本書では環境問題などを中心に資本主義を論じ、CO2による地球温暖化説やCO2排出権取引などを批判している。まぁ、この辺りについては以前色々と読んだので特に真新しい内容ではないが、とりあえず前提ということで。


まず興味深かったのは、キューバの医療技術は非常に高く9・11やハリケーンカトリーナの際には被害者及び被災者の医療支援を行ったという話。アメリカの医療システムが資本主義による弊害でbrokenなのは周知のことだが、それをキューバが支援していたとは知らなかった。検査の結果他の病気も見つかった患者に対しての治療も申し出たがアメリカ側が断ったという話は驚きだ。まぁ、アメリカらしいと言えばらしいが。。また、キューバでは高等教育も無料で行われているらしく、教育や医療に無闇に自由競争を持ち込むべきではないという主張を体現してるように思った。このようなアプローチは北欧諸国でも実施されているようだが、最近うまく回らなくなってきたという話も聞くので最近の動向をもう少し詳しく知りたいところではある。
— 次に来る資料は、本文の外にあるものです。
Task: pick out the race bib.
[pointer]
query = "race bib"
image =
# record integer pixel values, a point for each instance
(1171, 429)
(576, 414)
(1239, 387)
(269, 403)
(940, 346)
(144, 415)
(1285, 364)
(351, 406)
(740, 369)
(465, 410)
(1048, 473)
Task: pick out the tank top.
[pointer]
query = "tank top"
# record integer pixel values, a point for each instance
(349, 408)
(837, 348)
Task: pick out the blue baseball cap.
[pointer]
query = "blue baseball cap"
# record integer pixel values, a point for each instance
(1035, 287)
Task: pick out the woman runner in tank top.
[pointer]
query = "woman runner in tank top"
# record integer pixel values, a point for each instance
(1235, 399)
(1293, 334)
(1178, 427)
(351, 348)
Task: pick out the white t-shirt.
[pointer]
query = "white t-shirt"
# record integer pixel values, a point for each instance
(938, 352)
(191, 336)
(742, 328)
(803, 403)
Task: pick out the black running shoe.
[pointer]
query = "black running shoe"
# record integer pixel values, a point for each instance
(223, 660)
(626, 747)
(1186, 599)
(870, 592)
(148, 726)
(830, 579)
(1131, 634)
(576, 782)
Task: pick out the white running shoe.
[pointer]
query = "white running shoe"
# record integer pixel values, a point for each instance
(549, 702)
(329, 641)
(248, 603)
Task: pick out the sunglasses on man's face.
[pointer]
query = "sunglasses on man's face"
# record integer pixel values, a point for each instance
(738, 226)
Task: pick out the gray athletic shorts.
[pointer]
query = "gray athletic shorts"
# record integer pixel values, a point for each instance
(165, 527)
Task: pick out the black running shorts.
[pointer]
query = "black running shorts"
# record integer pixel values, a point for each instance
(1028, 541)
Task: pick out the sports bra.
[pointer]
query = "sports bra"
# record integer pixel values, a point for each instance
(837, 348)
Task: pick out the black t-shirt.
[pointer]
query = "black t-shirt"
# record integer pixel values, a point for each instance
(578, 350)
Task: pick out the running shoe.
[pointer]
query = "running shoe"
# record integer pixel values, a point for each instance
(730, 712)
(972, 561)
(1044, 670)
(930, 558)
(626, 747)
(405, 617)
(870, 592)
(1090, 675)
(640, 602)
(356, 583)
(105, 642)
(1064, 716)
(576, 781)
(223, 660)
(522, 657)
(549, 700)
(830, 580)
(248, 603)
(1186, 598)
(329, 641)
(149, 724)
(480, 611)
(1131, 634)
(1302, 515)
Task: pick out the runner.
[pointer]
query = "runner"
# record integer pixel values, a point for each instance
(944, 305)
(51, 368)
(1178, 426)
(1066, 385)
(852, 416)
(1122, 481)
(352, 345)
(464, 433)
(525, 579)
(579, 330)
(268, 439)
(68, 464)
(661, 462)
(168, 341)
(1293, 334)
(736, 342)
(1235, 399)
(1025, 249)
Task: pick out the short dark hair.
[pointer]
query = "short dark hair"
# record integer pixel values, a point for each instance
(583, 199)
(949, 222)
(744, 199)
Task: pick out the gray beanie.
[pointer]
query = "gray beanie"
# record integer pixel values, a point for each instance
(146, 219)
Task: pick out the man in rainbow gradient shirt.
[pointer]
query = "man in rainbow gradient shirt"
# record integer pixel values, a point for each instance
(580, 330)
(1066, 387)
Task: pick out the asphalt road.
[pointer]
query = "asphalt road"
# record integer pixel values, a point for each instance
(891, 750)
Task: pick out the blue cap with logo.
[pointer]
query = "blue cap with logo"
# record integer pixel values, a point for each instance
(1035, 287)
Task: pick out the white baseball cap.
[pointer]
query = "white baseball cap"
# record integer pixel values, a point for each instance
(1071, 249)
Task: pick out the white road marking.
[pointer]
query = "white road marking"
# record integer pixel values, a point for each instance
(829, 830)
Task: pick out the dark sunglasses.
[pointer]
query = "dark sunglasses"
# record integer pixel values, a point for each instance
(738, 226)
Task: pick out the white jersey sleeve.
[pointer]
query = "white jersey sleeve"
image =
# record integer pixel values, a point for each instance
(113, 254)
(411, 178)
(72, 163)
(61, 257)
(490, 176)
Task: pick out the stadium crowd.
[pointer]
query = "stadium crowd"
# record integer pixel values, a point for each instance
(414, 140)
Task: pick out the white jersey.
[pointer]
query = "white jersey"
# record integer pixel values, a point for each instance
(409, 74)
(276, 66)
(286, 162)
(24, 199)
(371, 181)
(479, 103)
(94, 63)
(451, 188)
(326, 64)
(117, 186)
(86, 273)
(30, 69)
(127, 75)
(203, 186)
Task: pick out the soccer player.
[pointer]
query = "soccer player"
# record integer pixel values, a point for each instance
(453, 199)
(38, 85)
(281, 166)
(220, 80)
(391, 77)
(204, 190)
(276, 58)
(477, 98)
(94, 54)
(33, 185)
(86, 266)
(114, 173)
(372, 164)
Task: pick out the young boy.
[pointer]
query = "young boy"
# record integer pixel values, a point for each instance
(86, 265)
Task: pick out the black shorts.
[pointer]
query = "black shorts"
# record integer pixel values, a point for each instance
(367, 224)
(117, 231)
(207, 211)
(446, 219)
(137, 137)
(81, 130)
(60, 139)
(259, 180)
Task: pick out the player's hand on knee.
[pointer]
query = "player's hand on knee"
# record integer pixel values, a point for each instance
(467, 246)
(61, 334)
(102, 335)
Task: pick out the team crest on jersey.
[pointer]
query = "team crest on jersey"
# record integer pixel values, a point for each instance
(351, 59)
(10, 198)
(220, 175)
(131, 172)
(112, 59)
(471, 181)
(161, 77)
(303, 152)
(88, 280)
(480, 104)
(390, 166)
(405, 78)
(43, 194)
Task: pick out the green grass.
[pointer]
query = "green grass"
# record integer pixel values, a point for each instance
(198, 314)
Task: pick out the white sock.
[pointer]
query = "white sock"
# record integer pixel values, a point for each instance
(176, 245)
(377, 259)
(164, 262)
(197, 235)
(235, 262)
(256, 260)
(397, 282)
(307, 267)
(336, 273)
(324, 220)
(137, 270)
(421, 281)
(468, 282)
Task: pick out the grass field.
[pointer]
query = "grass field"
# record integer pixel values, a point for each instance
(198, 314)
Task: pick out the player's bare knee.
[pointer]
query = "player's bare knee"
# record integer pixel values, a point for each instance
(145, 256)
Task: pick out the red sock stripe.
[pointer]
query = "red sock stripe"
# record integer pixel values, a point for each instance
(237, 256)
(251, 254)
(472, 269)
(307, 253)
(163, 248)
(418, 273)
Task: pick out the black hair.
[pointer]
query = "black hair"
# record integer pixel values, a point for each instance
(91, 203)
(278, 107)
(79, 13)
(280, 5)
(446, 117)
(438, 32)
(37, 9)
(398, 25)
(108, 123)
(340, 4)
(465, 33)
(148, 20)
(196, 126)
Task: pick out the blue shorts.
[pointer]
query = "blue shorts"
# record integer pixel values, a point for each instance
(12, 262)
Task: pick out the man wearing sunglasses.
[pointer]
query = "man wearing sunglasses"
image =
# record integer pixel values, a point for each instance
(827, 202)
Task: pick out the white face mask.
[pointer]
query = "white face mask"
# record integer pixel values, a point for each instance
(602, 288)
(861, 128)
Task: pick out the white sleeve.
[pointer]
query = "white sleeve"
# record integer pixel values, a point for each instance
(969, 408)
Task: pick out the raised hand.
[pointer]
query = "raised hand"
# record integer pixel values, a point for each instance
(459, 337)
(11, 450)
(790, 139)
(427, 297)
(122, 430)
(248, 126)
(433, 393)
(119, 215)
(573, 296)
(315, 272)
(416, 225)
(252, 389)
このような資本市議の弊害を踏まえ、苫米地氏は日本は自衛隊を解体して削減された軍事費で世界の貧困を撲滅するために貢献すべきだ主張する。例え軍事力が無くとも世界の貧困撲滅のために奉仕する日本を侵略することは世界の同盟国が許さないから問題無いという主張らしい。これだけ聞くとナイーブに聞こえるが、それをどのように実現しようと考えているかはもう少し詳しく聞いてみたいとは思う。人間の煩悩を甘く見たマルクスの二の舞にならないように理想を実現するにはどうせれば良いのか。


まぁ細かいことは色々あるが、社会の根本的な仕組みから考え直す動機になるような内容で面白かった。日本という国柄があるのでまぁ分かるのだが、そもそも一夫一妻に拘る意味はなんなのかなぁとか。集団の中で生きる個々人の幸福と集団全体の面子というか体裁のどちらを優先させようと思っているのかが見えてくる。


苫米地さんの本を読んだり話を聞くと良いのは自分が無意識のうちに縛られている前提から解放されて思考できるようになることだと思う。何となく新しいアイデアが浮かんできたりする。